Please find more information about how to use Apache Nutch in order to crawl websites here
In order to build Apache Nutch with the plugin you will need Apache Ant.
- Download the apache-nutch-1.13-src.tar.gz file from here
- Extract the content to your favorite location (NUTCH_SRC_HOME)
- Make sure you can build Apache Nutch source out of the box
cd NUTCH_SRC_HOME
ant
Now you will see a ready to use binary install for Nutch in the path NUTCH_SRC_HOME/runtime/local 3. Clone this repo and copy the index-bioschemas folder into NUTCH_SRC_HOME/src/plugin 4. Edit the NUTCH_SRC_HOME/src/plugin/build.xml in order to add the plugin so Ant can deploy it, test it and clean it. Insert:
<ant dir="index-bioschemas" target="deploy"/>
In line 33:
<ant dir="index-bioschemas" target="test"/>
In line 104 and:
<ant dir="index-bioschemas" target="clean"/>
- Edit the NUTCH_SRC_HOME/build.xml to make available the plugin packageset to Ant.
Insert:
<packageset dir="${plugins.dir}/index-bioschemas/src/java"/>
In lines 181 and 627.
- Edit the NUTCH_SRC_HOME/build.xml to make available the plugin source path to Ant. Insert:
<source path="${plugins.dir}/index-bioschemas/src/java"/>
In line 1031.
- Edit the NUTCH_SRC_HOME/default.properties to tell Apache Nutch that we want our plugin included in the build process. Insert:
org.apache.nutch.parse.bioschemas*:\
In line 149 and Insert:
org.apache.nutch.indexer.bioschemas*:\
In line 160.
- There is a missing dependency for Apache Any23 in the Maven Repositories so you will have to add it manually to your Ivy local repo.
Download the missing jar from here.
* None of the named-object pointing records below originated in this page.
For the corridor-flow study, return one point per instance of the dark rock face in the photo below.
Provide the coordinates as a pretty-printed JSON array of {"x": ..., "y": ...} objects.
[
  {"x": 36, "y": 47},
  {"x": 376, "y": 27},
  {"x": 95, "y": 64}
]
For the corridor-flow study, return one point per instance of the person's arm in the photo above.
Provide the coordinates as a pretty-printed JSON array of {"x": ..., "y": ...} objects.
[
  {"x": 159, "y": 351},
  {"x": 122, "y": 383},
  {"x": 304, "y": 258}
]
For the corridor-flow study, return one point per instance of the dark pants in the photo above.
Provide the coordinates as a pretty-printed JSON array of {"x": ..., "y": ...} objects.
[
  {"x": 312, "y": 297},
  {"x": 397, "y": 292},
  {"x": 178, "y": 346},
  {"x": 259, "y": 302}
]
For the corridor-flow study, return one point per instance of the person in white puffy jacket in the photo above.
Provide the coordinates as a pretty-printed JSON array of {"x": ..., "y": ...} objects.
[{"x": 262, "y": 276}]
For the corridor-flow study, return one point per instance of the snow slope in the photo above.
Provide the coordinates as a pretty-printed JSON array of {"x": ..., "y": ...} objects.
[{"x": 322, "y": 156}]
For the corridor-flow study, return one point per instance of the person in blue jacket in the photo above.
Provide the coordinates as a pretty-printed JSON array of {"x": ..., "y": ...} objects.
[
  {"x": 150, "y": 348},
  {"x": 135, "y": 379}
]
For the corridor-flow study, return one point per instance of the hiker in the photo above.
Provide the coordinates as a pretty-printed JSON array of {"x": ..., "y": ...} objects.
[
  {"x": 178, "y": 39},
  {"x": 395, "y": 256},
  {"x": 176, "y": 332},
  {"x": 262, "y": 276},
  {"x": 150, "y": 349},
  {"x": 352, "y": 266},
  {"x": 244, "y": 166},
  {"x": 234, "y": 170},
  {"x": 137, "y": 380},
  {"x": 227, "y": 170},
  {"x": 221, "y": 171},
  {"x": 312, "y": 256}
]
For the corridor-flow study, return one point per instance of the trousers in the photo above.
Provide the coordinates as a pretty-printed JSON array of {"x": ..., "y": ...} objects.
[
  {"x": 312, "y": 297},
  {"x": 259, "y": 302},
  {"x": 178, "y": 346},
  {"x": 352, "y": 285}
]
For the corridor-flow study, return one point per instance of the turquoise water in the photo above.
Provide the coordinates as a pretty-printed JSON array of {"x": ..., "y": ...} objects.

Change its name to commons-csv.jar and put it in HOME/.ivy2/local/org.apache.commons/commons-csv/1.0-SNAPSHOT-rev1148315/jars/
-
Got to NUTCH_SRC_HOME/ and run ant.
-
Now the NUTCH_SRC_HOME/runtime/local installation will include the plugin. In order to make it work correctly you will have to copy the mimetypes.jar to NUTCH_SRC_HOME/runtime/local/lib/
-
You can now test your installation. Execute steps 3 and 4 of the Apache Nutch Install and Setup section and step 4 from the plugin install section.
-
Run the commands in the Test your installation section using NUTCH_SRC_HOME/runtime/local insted of NUTCH_HOME.
Remember to run ant from the NUTCH_SRC_HOME every time you make a change in the code.
- [OPTIONAL] From NUTCH_SRC_HOME run:
ant eclipse
In order to generate the Eclipse project files so you can later import the project to the IDE. If you want to run Nutch from Eclipse you will have to follow this guide.